Natalia Ginzburg uses a simple, seemingly simple-minded style that entices us to come to her aid. She needs help because so many of her protagonists are incompetent or helpless. During that time, someone we didn't even pay attention to, someone independent who refuses help, gets into trouble; we suddenly learn that that someone is dead, that he died alone with no one around, that he was robbed in a dark alley or succumbed to disease in a poor room. The reader gets the impression that the writer in the novels offers a friendship that can provide comfort to both, but cannot help those who remain outside the intimate circle.
We become friends, mourning others.
In the trilogy Boyhood, Youth, Summertime, Dž. M. Kuci writes about John Kuci, primarily about his transgressions, huge ambitions, claiming goodness. The style is reduced, the facts are presented clearly, even sparingly. It is as if the author invites the reader to make his own judgment about the man. At the same time, the author claims that it is fiction, that it is a novel, not an autobiography, and that Kuci does not care about other people's judgments anyway.
It's a puzzle, and puzzles are seductive. Kuci does not want to reveal the solution.

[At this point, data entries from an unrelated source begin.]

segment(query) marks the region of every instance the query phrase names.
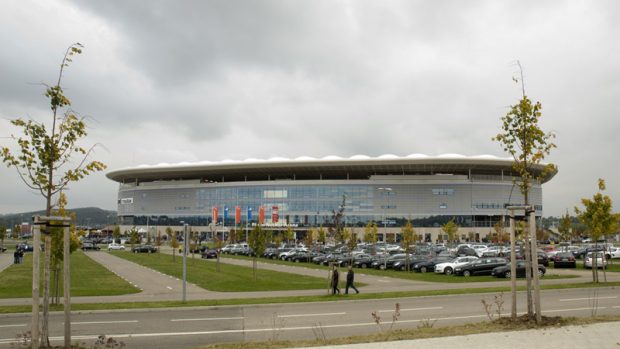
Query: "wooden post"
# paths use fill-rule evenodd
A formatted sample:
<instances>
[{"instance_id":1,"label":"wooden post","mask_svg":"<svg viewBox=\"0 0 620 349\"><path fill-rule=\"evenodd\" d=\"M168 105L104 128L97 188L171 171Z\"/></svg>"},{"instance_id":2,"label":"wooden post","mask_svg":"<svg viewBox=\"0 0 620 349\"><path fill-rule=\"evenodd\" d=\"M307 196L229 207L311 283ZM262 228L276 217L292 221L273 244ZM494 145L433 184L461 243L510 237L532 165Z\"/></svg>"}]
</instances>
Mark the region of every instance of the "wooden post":
<instances>
[{"instance_id":1,"label":"wooden post","mask_svg":"<svg viewBox=\"0 0 620 349\"><path fill-rule=\"evenodd\" d=\"M517 319L517 256L515 253L515 214L510 211L510 292L512 295L512 306L510 317Z\"/></svg>"},{"instance_id":2,"label":"wooden post","mask_svg":"<svg viewBox=\"0 0 620 349\"><path fill-rule=\"evenodd\" d=\"M65 226L63 241L64 309L65 309L65 349L71 348L71 233Z\"/></svg>"},{"instance_id":3,"label":"wooden post","mask_svg":"<svg viewBox=\"0 0 620 349\"><path fill-rule=\"evenodd\" d=\"M534 308L536 311L536 323L540 324L542 321L542 314L540 309L540 278L538 277L538 248L536 247L536 214L532 207L530 214L530 241L532 247L532 278L534 279Z\"/></svg>"},{"instance_id":4,"label":"wooden post","mask_svg":"<svg viewBox=\"0 0 620 349\"><path fill-rule=\"evenodd\" d=\"M34 217L32 241L32 322L30 326L32 349L39 349L39 260L41 258L41 226L39 217Z\"/></svg>"}]
</instances>

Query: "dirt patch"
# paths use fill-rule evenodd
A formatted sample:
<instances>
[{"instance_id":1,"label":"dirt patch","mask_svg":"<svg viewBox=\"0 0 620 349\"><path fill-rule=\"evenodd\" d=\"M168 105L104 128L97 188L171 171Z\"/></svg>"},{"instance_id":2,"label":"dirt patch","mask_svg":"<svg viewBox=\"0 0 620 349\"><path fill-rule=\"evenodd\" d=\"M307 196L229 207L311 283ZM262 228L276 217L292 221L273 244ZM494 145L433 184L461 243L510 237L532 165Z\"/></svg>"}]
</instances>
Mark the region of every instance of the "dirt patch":
<instances>
[{"instance_id":1,"label":"dirt patch","mask_svg":"<svg viewBox=\"0 0 620 349\"><path fill-rule=\"evenodd\" d=\"M566 318L562 318L560 316L543 316L541 317L540 324L537 324L535 317L529 315L521 315L518 316L515 320L512 320L510 317L502 317L493 320L493 322L504 327L514 327L515 329L539 328L565 325Z\"/></svg>"}]
</instances>

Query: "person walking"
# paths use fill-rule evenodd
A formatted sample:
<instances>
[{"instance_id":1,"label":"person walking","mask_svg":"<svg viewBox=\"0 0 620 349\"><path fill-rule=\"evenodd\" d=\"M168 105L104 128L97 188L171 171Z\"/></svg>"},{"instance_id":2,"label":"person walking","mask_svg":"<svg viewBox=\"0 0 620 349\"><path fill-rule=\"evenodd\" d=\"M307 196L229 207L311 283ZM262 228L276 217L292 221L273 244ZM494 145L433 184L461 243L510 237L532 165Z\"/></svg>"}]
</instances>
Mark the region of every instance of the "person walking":
<instances>
[{"instance_id":1,"label":"person walking","mask_svg":"<svg viewBox=\"0 0 620 349\"><path fill-rule=\"evenodd\" d=\"M340 294L340 289L338 288L338 282L340 281L340 275L338 274L338 267L334 265L334 271L332 272L332 294L336 293Z\"/></svg>"},{"instance_id":2,"label":"person walking","mask_svg":"<svg viewBox=\"0 0 620 349\"><path fill-rule=\"evenodd\" d=\"M349 294L349 287L355 290L355 293L360 293L360 291L353 285L353 279L355 279L355 273L353 272L353 268L349 265L349 271L347 271L347 287L344 289L344 294Z\"/></svg>"}]
</instances>

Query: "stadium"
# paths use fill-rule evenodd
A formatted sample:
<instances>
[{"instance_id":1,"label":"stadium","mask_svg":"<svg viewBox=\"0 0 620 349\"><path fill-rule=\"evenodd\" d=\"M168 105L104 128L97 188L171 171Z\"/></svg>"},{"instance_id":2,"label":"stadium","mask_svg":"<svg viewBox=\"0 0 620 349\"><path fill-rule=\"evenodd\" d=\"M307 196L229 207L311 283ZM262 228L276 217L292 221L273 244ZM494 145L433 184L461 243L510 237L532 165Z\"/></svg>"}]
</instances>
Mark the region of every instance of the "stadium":
<instances>
[{"instance_id":1,"label":"stadium","mask_svg":"<svg viewBox=\"0 0 620 349\"><path fill-rule=\"evenodd\" d=\"M149 234L189 224L204 234L261 224L292 227L303 236L329 226L334 212L358 237L370 221L380 239L397 236L411 221L425 241L442 241L440 226L454 219L460 240L484 240L507 214L522 205L514 184L512 158L444 154L405 157L299 157L243 161L142 165L118 169L107 177L119 183L118 222L123 229ZM535 176L545 166L533 168ZM542 184L529 199L541 217Z\"/></svg>"}]
</instances>

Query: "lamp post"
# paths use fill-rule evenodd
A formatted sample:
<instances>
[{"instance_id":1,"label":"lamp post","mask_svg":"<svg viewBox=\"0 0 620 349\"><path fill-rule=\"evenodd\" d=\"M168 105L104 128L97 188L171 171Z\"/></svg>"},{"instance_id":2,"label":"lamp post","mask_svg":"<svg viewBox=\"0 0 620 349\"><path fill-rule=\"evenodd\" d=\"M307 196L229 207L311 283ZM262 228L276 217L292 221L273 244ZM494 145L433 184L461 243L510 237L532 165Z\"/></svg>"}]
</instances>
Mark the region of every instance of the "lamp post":
<instances>
[{"instance_id":1,"label":"lamp post","mask_svg":"<svg viewBox=\"0 0 620 349\"><path fill-rule=\"evenodd\" d=\"M187 223L183 223L183 298L182 302L187 301Z\"/></svg>"},{"instance_id":2,"label":"lamp post","mask_svg":"<svg viewBox=\"0 0 620 349\"><path fill-rule=\"evenodd\" d=\"M392 188L386 187L386 188L377 188L377 190L379 190L380 192L384 193L383 195L387 195L388 199L387 199L387 206L383 209L383 243L386 244L387 243L387 209L390 207L390 195L392 192ZM387 194L385 194L387 193ZM385 254L386 250L383 251L383 269L387 269L387 255Z\"/></svg>"}]
</instances>

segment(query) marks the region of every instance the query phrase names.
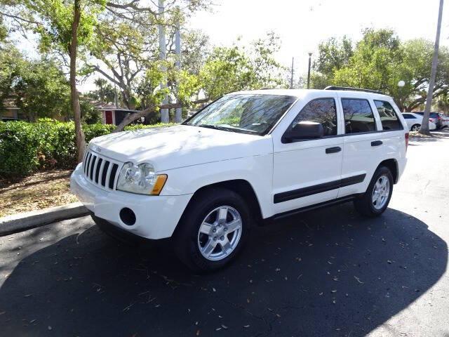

However, while enjoying the book, we strongly feel the author's division, his split between the need to show himself and the desire to remain politely reserved or safely hidden. Perhaps this kind of idea about the author is part of the pleasure of reading in this case.
I remember when, after several years of reading his novels, I met Kuci, I was struck by the impression that I was meeting an old friend; the atmosphere of the conversation, the unusual combination of austerity and warmth, restraint and openness, everything was just like in his books. In fact, it was after that meeting that I thought for the first time that literary genius might be the ability to draw the audience into one's own world of feelings, with all its nuances and details, and to make the readers take a position in relation to the author.